Cuando el reloj marca las diez en Lerma de Villada, la avenida principal se vuelve un mosaico de faroles amarillos y el eco de risas que provienen de los bares cercanos. Los vendedores ambulantes despliegan sus puestos de tacos al pastor mientras el aroma a carbón y cilantro se mezcla con el perfume de la bruma nocturna. Los autos pasan lentamente, y los jóvenes que salen de los clubs buscan algo rápido para seguir la fiesta.

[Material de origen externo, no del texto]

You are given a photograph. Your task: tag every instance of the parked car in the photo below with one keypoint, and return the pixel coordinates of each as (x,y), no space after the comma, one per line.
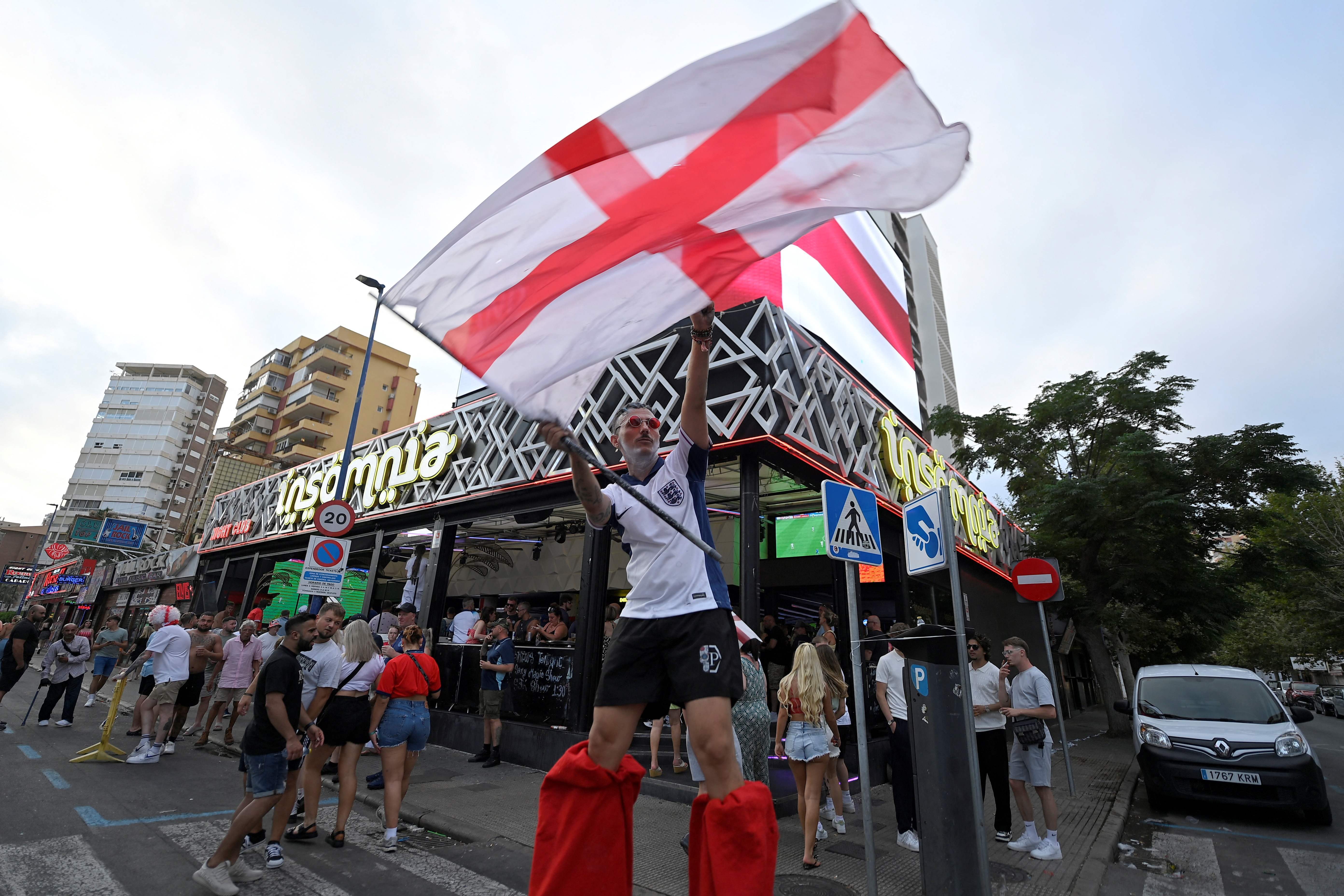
(1299,694)
(1218,734)
(1327,702)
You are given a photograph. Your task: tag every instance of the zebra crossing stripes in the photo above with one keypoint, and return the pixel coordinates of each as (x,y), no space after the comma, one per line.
(1316,872)
(58,867)
(364,833)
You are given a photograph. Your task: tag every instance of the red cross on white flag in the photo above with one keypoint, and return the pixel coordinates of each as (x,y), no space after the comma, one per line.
(650,211)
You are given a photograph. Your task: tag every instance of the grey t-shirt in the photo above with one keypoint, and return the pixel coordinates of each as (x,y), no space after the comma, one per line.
(108,643)
(1031,691)
(320,665)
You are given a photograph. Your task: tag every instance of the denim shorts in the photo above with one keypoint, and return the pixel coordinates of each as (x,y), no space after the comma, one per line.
(804,742)
(267,774)
(405,722)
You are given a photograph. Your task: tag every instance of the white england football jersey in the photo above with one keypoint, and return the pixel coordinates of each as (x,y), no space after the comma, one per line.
(670,577)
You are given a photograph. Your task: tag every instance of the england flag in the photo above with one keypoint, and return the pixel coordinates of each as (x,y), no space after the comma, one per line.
(652,210)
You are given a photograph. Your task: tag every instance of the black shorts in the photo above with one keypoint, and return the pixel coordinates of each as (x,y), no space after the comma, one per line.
(190,692)
(671,660)
(10,673)
(346,721)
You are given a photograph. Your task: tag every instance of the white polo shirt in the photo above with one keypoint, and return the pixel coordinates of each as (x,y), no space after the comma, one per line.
(892,671)
(670,577)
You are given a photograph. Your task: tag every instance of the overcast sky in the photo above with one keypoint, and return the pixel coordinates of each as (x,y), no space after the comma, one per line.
(199,183)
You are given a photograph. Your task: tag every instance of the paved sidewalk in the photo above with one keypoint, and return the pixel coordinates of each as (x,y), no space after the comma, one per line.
(482,805)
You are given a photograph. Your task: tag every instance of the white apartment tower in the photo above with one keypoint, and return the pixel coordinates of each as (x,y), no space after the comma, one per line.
(935,373)
(146,451)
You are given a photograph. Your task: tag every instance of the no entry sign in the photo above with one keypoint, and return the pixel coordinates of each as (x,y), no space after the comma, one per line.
(324,566)
(1036,580)
(335,519)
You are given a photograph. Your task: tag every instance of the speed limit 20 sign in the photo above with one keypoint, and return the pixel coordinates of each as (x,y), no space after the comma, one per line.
(335,519)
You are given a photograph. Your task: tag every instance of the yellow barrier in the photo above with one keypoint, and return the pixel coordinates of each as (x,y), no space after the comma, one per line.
(104,751)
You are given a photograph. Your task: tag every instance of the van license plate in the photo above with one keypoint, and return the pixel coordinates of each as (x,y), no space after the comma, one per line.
(1230,777)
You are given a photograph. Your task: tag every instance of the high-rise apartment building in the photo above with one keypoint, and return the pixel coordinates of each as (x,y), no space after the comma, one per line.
(226,469)
(935,373)
(146,451)
(298,401)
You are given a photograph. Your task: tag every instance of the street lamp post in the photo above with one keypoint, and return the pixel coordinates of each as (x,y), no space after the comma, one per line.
(359,393)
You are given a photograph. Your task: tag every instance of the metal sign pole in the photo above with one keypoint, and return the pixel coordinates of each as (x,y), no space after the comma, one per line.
(359,398)
(1054,686)
(851,577)
(959,616)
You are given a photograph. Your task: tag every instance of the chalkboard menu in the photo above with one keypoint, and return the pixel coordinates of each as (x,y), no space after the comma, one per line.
(542,683)
(538,691)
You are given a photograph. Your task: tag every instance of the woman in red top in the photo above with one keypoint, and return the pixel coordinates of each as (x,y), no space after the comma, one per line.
(400,723)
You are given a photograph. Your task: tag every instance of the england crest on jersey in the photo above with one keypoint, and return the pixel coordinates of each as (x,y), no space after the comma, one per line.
(672,494)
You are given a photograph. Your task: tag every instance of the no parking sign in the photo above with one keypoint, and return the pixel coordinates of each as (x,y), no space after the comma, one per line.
(324,566)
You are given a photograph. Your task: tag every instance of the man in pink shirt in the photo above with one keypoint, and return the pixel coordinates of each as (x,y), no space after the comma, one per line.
(233,675)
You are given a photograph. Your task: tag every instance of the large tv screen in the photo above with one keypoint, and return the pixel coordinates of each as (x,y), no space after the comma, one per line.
(802,535)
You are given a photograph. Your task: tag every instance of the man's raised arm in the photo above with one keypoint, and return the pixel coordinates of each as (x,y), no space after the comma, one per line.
(694,418)
(596,506)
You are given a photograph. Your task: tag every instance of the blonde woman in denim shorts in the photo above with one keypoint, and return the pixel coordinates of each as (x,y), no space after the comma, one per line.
(804,734)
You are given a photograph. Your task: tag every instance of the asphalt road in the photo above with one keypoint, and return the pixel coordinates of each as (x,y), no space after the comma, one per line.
(1204,850)
(111,829)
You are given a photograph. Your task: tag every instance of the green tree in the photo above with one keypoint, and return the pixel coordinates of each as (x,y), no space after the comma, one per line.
(1296,554)
(1101,482)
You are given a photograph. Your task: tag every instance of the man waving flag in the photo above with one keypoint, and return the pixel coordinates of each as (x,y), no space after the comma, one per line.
(647,213)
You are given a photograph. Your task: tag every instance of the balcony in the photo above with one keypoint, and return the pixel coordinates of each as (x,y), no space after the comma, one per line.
(306,430)
(331,381)
(299,453)
(265,389)
(308,408)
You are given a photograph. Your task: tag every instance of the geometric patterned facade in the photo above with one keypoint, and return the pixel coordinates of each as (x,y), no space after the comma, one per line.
(768,378)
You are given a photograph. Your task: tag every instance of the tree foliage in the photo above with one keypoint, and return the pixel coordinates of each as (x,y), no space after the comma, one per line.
(1103,480)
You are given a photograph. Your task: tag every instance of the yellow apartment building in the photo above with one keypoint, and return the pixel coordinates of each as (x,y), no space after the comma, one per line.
(298,401)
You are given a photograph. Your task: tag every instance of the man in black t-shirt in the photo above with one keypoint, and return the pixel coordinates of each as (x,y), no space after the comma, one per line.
(272,753)
(18,652)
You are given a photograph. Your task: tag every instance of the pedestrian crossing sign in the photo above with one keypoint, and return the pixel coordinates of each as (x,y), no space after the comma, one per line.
(851,516)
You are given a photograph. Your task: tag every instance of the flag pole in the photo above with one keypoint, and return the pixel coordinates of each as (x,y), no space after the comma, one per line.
(574,448)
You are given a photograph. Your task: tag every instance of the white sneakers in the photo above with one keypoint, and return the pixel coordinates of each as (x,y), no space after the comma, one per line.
(241,874)
(217,881)
(1041,848)
(144,757)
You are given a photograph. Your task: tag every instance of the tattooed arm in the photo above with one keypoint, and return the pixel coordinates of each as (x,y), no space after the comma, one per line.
(597,506)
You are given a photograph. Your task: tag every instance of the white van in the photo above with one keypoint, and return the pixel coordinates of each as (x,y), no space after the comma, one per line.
(1218,734)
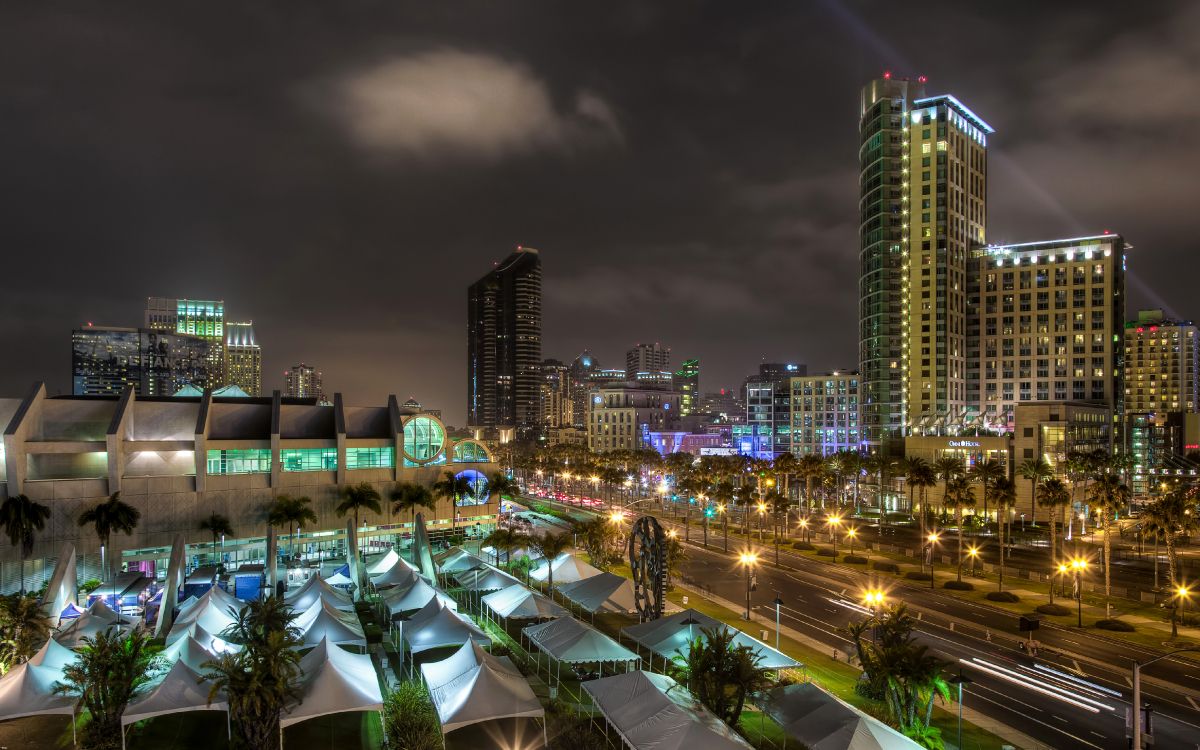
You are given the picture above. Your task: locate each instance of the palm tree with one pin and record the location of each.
(1005, 493)
(1054, 496)
(291, 513)
(112, 515)
(357, 498)
(959, 495)
(22, 517)
(1035, 469)
(219, 526)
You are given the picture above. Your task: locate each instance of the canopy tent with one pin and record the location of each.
(400, 599)
(28, 690)
(672, 634)
(485, 579)
(473, 685)
(322, 622)
(53, 655)
(570, 641)
(606, 592)
(568, 569)
(180, 690)
(334, 681)
(652, 712)
(821, 721)
(317, 588)
(519, 603)
(438, 627)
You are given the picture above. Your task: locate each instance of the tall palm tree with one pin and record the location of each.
(112, 515)
(1005, 493)
(1054, 496)
(358, 498)
(291, 513)
(22, 517)
(1035, 469)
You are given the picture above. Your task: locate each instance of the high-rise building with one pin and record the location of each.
(504, 346)
(305, 382)
(244, 358)
(155, 363)
(647, 358)
(203, 318)
(922, 208)
(687, 382)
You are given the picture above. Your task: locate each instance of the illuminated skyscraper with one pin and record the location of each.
(504, 346)
(244, 358)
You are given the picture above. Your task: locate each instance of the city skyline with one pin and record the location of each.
(719, 163)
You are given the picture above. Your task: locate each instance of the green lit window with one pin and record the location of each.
(249, 461)
(309, 459)
(370, 457)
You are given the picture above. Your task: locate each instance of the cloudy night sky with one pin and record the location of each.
(340, 173)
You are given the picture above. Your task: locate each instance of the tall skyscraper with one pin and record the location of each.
(203, 318)
(504, 346)
(305, 382)
(922, 208)
(244, 358)
(105, 360)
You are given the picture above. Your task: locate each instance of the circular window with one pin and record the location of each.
(424, 438)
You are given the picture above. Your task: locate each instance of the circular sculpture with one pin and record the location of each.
(648, 563)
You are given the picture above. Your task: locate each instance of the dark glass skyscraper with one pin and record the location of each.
(504, 345)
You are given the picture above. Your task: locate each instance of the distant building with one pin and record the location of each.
(243, 358)
(305, 382)
(203, 318)
(105, 360)
(504, 346)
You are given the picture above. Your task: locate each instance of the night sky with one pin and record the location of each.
(341, 172)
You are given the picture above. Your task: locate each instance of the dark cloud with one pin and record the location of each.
(340, 173)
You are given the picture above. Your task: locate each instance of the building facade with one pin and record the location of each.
(244, 358)
(504, 346)
(154, 363)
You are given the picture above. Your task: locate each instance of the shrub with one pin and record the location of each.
(1054, 609)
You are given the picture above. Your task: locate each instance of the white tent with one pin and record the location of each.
(485, 579)
(322, 622)
(669, 635)
(437, 627)
(821, 721)
(570, 641)
(28, 690)
(317, 588)
(568, 569)
(400, 599)
(180, 690)
(472, 687)
(335, 681)
(652, 712)
(604, 593)
(519, 603)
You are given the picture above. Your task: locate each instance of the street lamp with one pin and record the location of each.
(748, 559)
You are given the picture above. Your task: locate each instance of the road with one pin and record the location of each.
(1059, 700)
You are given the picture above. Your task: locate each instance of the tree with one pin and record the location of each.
(22, 517)
(112, 515)
(107, 673)
(262, 679)
(357, 498)
(408, 497)
(23, 629)
(1054, 495)
(291, 513)
(720, 673)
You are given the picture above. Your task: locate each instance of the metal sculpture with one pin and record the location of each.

Una de las primeras paradas es la Fonda Yecapixtla, ubicada en el kilómetro 46.5 de la carretera México‑Toluca. Sólo abre los sábados y cierra a las ocho de la noche, pero su ambiente familiar y la atención de siempre hacen que valga la pena llegar antes de la hora de cierre. El plato estrella es la cecina en salsa, acompañada de un atole de maíz que calienta el pecho. Los clientes comentan que el sabor de la carne, ligeramente ahumada, se combina con la suavidad del atole, creando un contraste que recuerda a la cocina casera de la región. Los precios rondan los $100‑200 y el lugar está siempre lleno de familias que buscan una cena reconfortante antes de la madrugada.
Si lo que buscas es seguir hasta más tarde, Toks Sendero Toluca mantiene sus puertas abiertas hasta las once de la noche. Situado en el Boulevard Aeropuerto Miguel Álamo, el restaurante atrae a la gente que viene de los bares de la zona industrial. El caldo tlalpeño, con su caldo rojo y trozos de pollo, es una opción popular entre los que llegan con hambre después de la fiesta. Otro favorito es el chile en nogada, servido con su salsa blanca y granada que le da un toque festivo. Los comensales describen el ambiente como animado, con música de fondo que no interrumpe la conversación. El precio sigue la misma banda de $100‑200, y el servicio rápido permite que los grupos vuelvan a la calle sin perder mucho tiempo.
Para los que prefieren una atmósfera más relajada, Bar La Fragua en Av. Miguel Hidalgo 22 abre a la una de la tarde y cierra a las nueve de la noche. A pesar de su horario más temprano, el bar se convierte en punto de encuentro para los que quieren una cerveza artesanal y tacos de moronga o de costilla antes de seguir la noche. Los clientes aprecian la tranquilidad del lugar, describiendo el ambiente como relajado. Las alitas de pollo y las hamburguesas también aparecen en la carta, siempre dentro del rango de $100‑200. La música de fondo es suave, lo que permite conversar sin levantar la voz, y el cierre a las nueve deja espacio para que los visitantes busquen otro sitio para seguir la madrugada.
Cuando el reloj avanza más allá de la medianoche, la ciudad se vuelve más silenciosa, pero siempre hay un puesto de tacos en la esquina de Av. Miguel Hidalgo que no dice no a los noctámbulos. Allí, bajo la luz de un farol, puedes conseguir unos tacos de carne asada que te mantendrán con energía hasta el amanecer. Es el refugio de último recurso para quien necesita una comida antes de volver a casa, y aunque no sea un restaurante formal, su presencia garantiza que nunca te quedes con el estómago vacío en Lerma de Villada.